Jim’s next project is Hotel Hive Providence. He will renovate two long-dormant buildings, the formers offices of the Providence Journal and the former site of Kresge’s department store, both located on Westminster Street. If Hive DC was a revelation for that city, Hive Providence is a total paradigm shift: The hotel will incorporate 129 micro- loft rooms, plus rentable apartments, restaurants, retail, a rooftop entertainment venue, and Hive HQ, its own coworking space. Hive won’t just be a place to stay the night; it will be a mixed-use community unto itself. “We call it refined minimalism,” says Jim, who speaks with the precise intensity of a TED lector. “When people are traveling, more often than not, they will spend more time in a social space than sequestered in their rooms. We want to encourage people to all come together. When you think of what a hive is, there’s a lot of energy, a lot of buzz, and it’s an efficient use of space.”
Hive is an outlier, but it may become the face of this new mentality: Abdo Development hired a Rhode Island architect, Eric Zuena, to design the $30 million structure. While Jim himself isn’t as well known in New England, his DC developments are legendary, and he’s spent more than 30 years as an “adaptive reuse and historic preservationist.” Jim says he wants the hotel to be a “multi-generational” business, not a real estate investment that he can quickly flip for profit. His research seems impeccable, and he talks about downtown Providence like a longtime resident – or, at the very least, someone who cares deeply about the city’s future.
“I want to go to cities that are on the verge of a transformation,” says Jim. “We try to get people to think inward, not outward.
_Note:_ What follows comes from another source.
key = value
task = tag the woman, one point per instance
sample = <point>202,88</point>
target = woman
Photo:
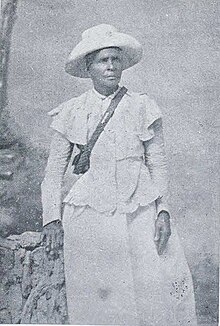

We like to celebrate the historical integrity of the buildings we target. Westminster is already a great street. I tip my hat to all the businesses and pioneers who preceded us. We want to help make those businesses stronger. And we feel very honored.
As buildings continue to go up, most of us may struggle to imagine them until they’re complete – and travelers will learn them more quickly than full time residents. But our city is becoming a destination as never before. And for the foreseeable future, there will be room at the inn.